Gamma ray bursts are huge explosions of light and are the brightest events ever observed in the universe, but until now we haven’t had much of an idea of what exactly causes them. A team of researchers has now been able to create Gamma ray bursts in the laboratory, opening up our knowledge of these luminous events.
Gamma Ray Bursts
Despite often being far away, some of these Gamma ray bursts are so bright that we can see them here on earth without any magnification equipment – such as the burst GRB 080319B that was discovered by a NASA mission back in March of 2008. Until now, however, we haven’t had much of an understanding of why these events were occurring.
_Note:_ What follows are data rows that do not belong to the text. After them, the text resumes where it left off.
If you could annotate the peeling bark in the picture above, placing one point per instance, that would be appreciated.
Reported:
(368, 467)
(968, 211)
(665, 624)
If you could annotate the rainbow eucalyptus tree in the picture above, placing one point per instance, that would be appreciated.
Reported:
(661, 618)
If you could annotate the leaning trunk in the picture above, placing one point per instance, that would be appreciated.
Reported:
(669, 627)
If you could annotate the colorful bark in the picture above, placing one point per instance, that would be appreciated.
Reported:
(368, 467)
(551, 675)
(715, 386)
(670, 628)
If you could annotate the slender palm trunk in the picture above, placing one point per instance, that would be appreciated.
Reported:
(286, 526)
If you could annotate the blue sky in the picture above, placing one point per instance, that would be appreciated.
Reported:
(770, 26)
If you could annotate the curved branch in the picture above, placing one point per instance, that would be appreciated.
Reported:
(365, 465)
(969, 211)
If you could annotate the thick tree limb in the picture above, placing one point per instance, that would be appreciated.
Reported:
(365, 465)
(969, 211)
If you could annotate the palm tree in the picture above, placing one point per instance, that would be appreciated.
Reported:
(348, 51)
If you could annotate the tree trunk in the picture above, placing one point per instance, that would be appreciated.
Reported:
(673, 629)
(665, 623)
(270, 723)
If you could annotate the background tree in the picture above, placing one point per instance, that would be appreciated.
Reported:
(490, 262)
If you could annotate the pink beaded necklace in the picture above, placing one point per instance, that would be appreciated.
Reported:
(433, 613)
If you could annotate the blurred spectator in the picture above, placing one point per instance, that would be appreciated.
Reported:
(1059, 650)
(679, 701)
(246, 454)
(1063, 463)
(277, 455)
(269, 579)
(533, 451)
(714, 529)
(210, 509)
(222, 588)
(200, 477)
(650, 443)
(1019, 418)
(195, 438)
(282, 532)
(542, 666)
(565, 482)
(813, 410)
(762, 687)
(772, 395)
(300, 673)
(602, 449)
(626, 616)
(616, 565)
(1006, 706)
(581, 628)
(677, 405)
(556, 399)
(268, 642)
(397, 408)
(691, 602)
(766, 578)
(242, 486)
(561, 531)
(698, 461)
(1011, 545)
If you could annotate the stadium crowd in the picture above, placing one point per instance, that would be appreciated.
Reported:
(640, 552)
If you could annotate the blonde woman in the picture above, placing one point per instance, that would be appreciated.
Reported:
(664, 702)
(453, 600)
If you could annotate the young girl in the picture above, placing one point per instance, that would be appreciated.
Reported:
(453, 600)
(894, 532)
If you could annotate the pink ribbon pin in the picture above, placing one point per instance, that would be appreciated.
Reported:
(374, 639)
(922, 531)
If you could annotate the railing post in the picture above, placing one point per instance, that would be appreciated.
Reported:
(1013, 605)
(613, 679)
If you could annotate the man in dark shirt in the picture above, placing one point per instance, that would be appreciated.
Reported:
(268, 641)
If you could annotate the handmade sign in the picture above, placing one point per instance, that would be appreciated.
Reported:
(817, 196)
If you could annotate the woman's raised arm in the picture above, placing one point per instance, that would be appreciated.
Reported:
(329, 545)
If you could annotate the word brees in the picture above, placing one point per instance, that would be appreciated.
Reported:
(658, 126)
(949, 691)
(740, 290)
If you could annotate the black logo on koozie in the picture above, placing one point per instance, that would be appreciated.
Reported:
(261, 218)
The research, published by Gianluca Sarri and others in Physical Review Letters and reported on by The Conversation, documents the process of creating Gamma ray bursts in the laboratory which opens up a new avenue for investigation.
“One idea for the origin of gamma ray bursts is that they are somehow emitted during the emission of jets of particles released by massive astrophysical objects, such as black holes. This makes gamma ray bursts extremely interesting to astrophysicists—their detailed study can unveil some key properties of the black holes they originate from,” said Sarri. “The beams released by the black holes would be mostly composed of electrons and their “antimatter” companions, the positrons….These beams must have strong, self-generated magnetic fields. The rotation of these particles around the fields give off powerful bursts of gamma ray radiation. Or, at least, this is what our theories predict. But we don’t actually know how the fields would be generated.”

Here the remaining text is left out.